Title Autoantibodies to an RNA binding protein exacerbate clinical disability and neurodegeneration in an in vivo model of multiple sclerosis

Topic Multiple Sclerosis

Presentation(s) P3 - Poster Session 3 (5:30 PM-6:30 PM)

Poster/Presentation
Number 12-007

Background

Neurodegeneration, the progressive loss or damage to neurons and axons, underlies permanent disability in MS; yet its mechanisms are incompletely understood. MS patients make autoantibodies to and display features of dysfunctional heterogenous nuclear ribonucleoprotein A1 (A1), an RBP overexpressed in neurons. Previously we identified that A1 antibodies induce RBP dysfunction and neurodegeneration, but it’s unknown whether A1 dysfunction triggers or occurs because of neurodegeneration.

Objective

To determine the contribution of autoimmune induced RNA binding protein (RBP) dysfunction to neurodegeneration in a model of multiple sclerosis (MS).

Design/Methods

A1 antibodies (overlapping with the immunodominant epitope of MS IgG) were injected into mice with experimental autoimmune encephalomyelitis. Spinal cord neurons were analyzed for markers of RBP dysfunction and neurodegeneration over time (7-, 15- and 21-days following onset of disease). RNA sequencing was performed on spinal cord grey matter to study A1 antibody induced changes in RNA metabolism. Mice were scored daily using a validated clinical disability scale.

Results

Compared to controls, A1 antibody treatment resulted in an exacerbation of A1 dysfunction, including an (i) increase in A1 mislocalization and nuclear depletion at days 7 and 15 (*p < .05), (ii) alteration in RNA metabolism at day 15, and (iii) increase in stress granule formation at days 15 and 21(*p < .01).
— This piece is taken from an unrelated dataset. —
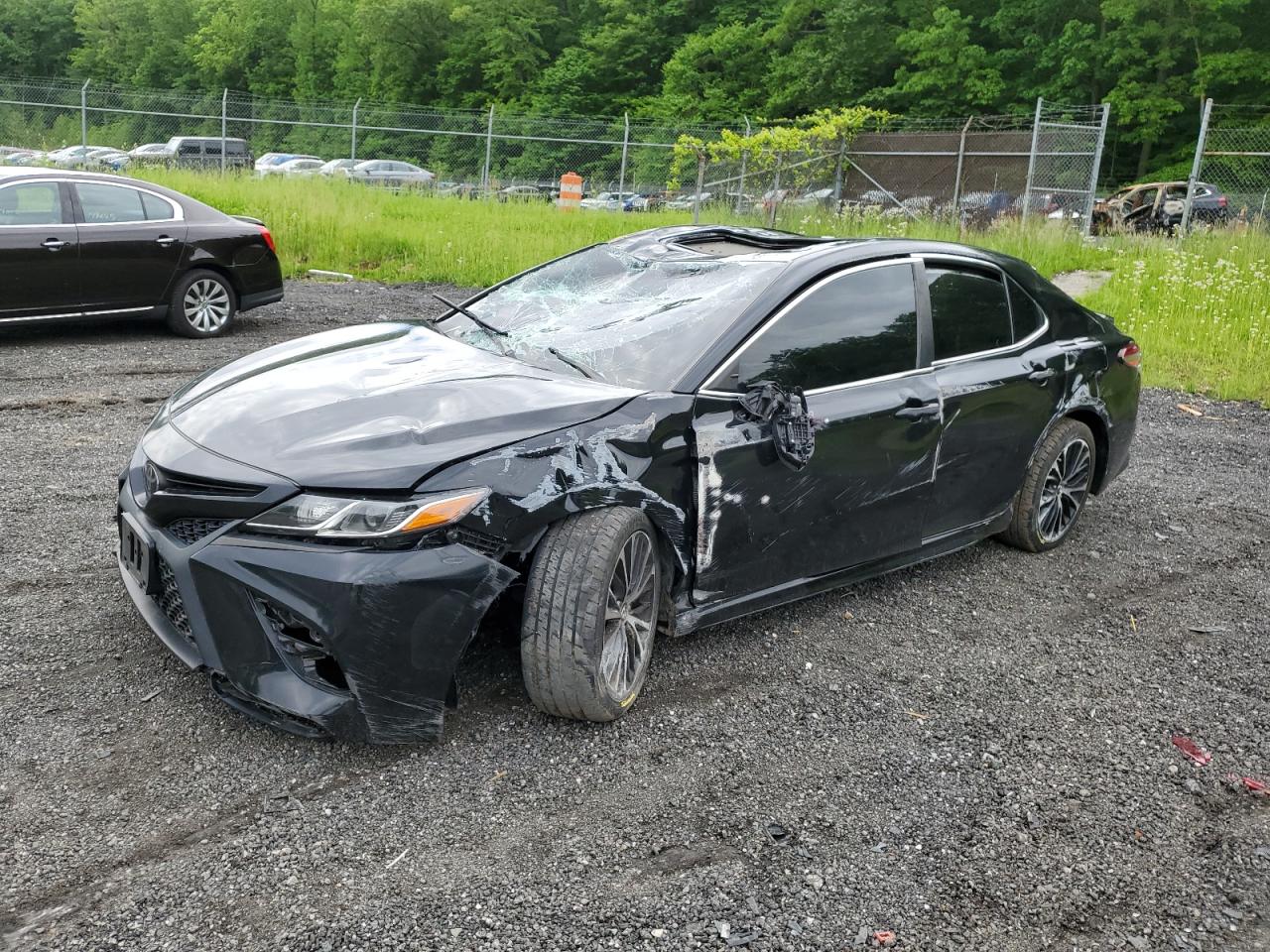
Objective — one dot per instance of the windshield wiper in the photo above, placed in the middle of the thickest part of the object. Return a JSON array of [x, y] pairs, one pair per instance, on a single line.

RNA sequencing identified 816 differentially expressed genes (546 of which have been identified to bind A1) and enrichment of pathways related to cell stress and programmed cell death. These molecular changes preceded exacerbated clinical disease, and an increase in necroptotic signalling (*p < .01) and neurodegeneration at day 21 (*p < .001), indicative of A1 dysfunction causing, rather than being a consequence of, neurodegeneration.

Conclusions

These data identify a novel autoimmune-mediated mechanism of neuronal cell death which exacerbates clinical disability and may be targeted to prevent neurological decline in MS.

Authors/Disclosures
Cole D. Libner (Office of the MS Saskatchewan Clinical Research Chair) PRESENTER	Mr. Libner has received research support from Canadian Institutes of Health Research PhD Scholarship .
	No disclosure on file
Michael C. Levin, MD, FAAN (University of Saskatchewan)	Dr. Levin has received personal compensation for serving as an employee of Merck. Dr. Levin has received personal compensation in the range of $0-$499 for serving on a Scientific Advisory or Data Safety Monitoring board for Roche. The institution of Dr. Levin has received research support from CIHR.